The cute-sy “baby bonnet” flowers drew me in for a closer look and another surprise awaited me on its hidden stems. What in the world was that gross-looking orange/amber waxy stuff like a growth on the twigs? I had to find out.
My inquiries met with lots of “I donno’s” until I asked the go-to person at the Desert Museum, educator and plantsman Jesus Garcia, who exclaimed, “You found Goma de Sonora!”
An interesting story emerged. He said how traditional people of Sonora used to harvest it as actual food–a healthful nutrient! This gum-substance is exuded by a piercing-sucking insect (Tachardiella fulgens in the Order Hemiptera) as a protective shield from predators and the elements as it draws nutrients from its host plant. I learned from ethnobotanists Drs.Robert Bye and Adelmire Linares of Universidad Autonoma de Mexico that Native people including the Raramuri (Tarahumara) of the Sierra Madre used it not only as food but also as a remedy for poisoning. It is even reported as a dye material. Traditionally, the Tohono O’odham also used this translucent, orange-brown gum as an adhesive mixed with adobe to tightly seal their jars of bahidaj sitol (saguaro fruit syrup). Talk about multi-use!
I chipped off a tiny pea-size piece and tried tasting it—an unusual flavor and a crunch, with a hint of the sugary sap that the insect sucks through its piercing mouthparts. Amazing to learn that it is now being used in innovative gastronomy as flavoring for salsas and aguachiles. (See Wikipedia for a good aguachile recipe.) [By the way, this goma de Sonora is not to be confused with another Goma or Gomaae, a Japanese roasted sesame sauce.]
I’ve only found it twice in all my desert walking and am wondering if goma de Sonora has become rarer in recent times. Is climate change limiting the specialized insect-instigator? If you find it, best to only taste it– or better still–just appreciate its past uses, as it is so rare. Goma de Sonora was reportedly once harvested throughout the whole range of Coursetia from the dry tropics of northwest Mexico into the Sonoran Desert of SW United States. Let’s enjoy this curiosity of Nature and its ethnobotanical history without damaging it. Bring your magnifier on your next hike to check out this crusty little wonder if you are blessed with an actual sighting.
Production of goma de Sonora is a good example of commensalism–in this case the insect not harming the plant. It is an external process.

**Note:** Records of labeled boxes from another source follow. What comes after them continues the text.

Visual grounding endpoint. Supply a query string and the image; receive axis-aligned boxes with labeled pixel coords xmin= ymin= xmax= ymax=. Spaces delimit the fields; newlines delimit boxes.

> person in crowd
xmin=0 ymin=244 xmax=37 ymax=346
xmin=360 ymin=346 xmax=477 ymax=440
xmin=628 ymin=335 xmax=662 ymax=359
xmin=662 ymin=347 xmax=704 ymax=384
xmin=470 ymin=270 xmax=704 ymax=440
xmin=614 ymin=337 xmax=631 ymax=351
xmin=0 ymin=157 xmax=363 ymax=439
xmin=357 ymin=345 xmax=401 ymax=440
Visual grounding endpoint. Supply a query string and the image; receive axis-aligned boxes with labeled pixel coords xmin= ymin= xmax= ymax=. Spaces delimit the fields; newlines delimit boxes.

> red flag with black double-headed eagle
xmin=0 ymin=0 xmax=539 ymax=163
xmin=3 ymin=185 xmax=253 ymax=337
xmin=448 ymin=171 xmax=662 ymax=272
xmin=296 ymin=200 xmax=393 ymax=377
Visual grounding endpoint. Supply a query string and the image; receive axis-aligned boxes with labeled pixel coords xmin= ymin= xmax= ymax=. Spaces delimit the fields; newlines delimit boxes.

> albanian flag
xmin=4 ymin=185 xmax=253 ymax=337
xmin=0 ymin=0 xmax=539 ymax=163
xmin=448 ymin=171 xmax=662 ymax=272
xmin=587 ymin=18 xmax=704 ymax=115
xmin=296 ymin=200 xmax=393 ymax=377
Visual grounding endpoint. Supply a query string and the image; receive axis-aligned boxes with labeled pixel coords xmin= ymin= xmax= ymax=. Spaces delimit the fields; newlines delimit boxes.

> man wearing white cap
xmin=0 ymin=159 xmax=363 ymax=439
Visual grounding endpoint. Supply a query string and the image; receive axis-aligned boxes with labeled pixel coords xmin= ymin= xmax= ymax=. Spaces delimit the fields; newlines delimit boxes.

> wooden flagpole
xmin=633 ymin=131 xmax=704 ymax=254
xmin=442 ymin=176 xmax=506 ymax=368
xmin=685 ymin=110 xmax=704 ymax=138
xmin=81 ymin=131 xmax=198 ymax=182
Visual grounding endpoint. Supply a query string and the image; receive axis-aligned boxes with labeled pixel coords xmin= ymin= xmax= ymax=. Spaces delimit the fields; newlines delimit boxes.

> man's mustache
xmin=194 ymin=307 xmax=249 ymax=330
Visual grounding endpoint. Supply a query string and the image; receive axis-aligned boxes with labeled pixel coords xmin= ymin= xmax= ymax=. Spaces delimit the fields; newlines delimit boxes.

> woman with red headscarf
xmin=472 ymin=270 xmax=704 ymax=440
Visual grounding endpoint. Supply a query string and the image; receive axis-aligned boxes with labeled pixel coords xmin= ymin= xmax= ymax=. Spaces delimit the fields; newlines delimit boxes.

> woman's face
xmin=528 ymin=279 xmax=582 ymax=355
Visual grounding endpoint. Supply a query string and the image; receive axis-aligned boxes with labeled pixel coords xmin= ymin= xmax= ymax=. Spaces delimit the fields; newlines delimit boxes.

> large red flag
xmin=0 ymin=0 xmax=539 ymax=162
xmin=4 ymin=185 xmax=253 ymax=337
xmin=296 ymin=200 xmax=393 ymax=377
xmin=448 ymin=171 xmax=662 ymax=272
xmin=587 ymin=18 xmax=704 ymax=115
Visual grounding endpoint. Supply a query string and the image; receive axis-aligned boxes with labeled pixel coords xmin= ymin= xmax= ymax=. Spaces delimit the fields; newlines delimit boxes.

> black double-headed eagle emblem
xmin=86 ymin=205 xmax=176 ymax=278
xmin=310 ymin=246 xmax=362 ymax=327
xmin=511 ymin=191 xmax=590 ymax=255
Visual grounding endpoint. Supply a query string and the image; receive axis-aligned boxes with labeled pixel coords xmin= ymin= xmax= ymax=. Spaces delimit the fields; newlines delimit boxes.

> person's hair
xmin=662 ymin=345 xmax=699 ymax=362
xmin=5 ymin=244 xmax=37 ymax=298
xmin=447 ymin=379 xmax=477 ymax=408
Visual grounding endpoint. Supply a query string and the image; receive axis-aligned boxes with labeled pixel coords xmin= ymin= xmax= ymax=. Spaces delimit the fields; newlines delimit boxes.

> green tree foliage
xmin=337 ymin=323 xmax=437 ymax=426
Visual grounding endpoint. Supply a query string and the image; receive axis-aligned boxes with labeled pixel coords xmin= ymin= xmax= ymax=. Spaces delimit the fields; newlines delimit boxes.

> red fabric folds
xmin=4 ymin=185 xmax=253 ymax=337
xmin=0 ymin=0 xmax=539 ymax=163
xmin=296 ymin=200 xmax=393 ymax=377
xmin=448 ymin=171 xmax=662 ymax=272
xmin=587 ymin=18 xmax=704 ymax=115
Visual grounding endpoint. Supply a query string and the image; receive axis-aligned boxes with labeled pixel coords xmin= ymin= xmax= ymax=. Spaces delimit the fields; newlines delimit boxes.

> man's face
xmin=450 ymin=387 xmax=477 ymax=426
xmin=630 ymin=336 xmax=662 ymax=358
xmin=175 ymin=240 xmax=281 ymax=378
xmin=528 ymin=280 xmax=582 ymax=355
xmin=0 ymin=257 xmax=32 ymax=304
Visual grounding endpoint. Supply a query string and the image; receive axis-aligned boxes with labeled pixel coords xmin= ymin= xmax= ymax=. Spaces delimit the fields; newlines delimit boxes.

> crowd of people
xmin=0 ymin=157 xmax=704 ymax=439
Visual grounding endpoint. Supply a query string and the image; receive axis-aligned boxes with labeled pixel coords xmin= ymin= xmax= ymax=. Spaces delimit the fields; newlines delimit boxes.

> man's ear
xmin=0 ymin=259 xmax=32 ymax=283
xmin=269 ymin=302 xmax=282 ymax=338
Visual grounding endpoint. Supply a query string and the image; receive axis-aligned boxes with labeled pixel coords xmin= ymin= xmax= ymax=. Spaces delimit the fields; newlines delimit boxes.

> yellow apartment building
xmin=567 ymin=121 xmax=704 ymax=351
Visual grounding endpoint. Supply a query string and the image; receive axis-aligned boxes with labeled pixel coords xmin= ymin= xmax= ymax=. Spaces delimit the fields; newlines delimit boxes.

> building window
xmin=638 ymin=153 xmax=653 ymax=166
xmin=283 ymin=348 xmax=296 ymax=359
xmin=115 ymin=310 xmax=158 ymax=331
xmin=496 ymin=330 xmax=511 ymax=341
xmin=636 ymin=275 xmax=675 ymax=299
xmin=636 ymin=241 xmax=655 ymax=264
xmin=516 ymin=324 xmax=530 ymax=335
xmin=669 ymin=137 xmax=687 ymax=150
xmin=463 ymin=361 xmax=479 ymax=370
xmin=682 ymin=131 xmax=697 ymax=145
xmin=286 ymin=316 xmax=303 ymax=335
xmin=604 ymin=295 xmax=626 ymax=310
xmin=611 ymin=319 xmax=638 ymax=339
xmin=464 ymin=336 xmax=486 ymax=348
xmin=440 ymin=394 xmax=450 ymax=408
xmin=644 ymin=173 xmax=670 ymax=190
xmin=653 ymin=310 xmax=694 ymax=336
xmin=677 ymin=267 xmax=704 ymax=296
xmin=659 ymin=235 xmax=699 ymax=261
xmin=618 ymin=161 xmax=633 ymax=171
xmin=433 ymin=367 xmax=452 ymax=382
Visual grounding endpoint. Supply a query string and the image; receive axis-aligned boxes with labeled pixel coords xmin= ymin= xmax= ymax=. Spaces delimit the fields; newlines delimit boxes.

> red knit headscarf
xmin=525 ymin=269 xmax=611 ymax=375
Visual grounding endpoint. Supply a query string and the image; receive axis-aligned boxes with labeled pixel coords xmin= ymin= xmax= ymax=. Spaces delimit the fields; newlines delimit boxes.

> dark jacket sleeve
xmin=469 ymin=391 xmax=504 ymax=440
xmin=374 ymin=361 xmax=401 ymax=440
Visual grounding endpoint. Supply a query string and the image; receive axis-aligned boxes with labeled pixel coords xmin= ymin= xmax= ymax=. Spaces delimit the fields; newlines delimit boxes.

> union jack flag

Many desert plant species produce their own gums internally, a significant component of their survival strategies for preventing water loss—as in “gum-Arabic” and “gum-acacia”. Nutrients found in desert plant gums are a super-important part of traditional Desert People’s healthy diet, so stay tuned for another blog….
Tia Marta wishing you happy explorations for Coursetia‘s treasure–goma de Sonora!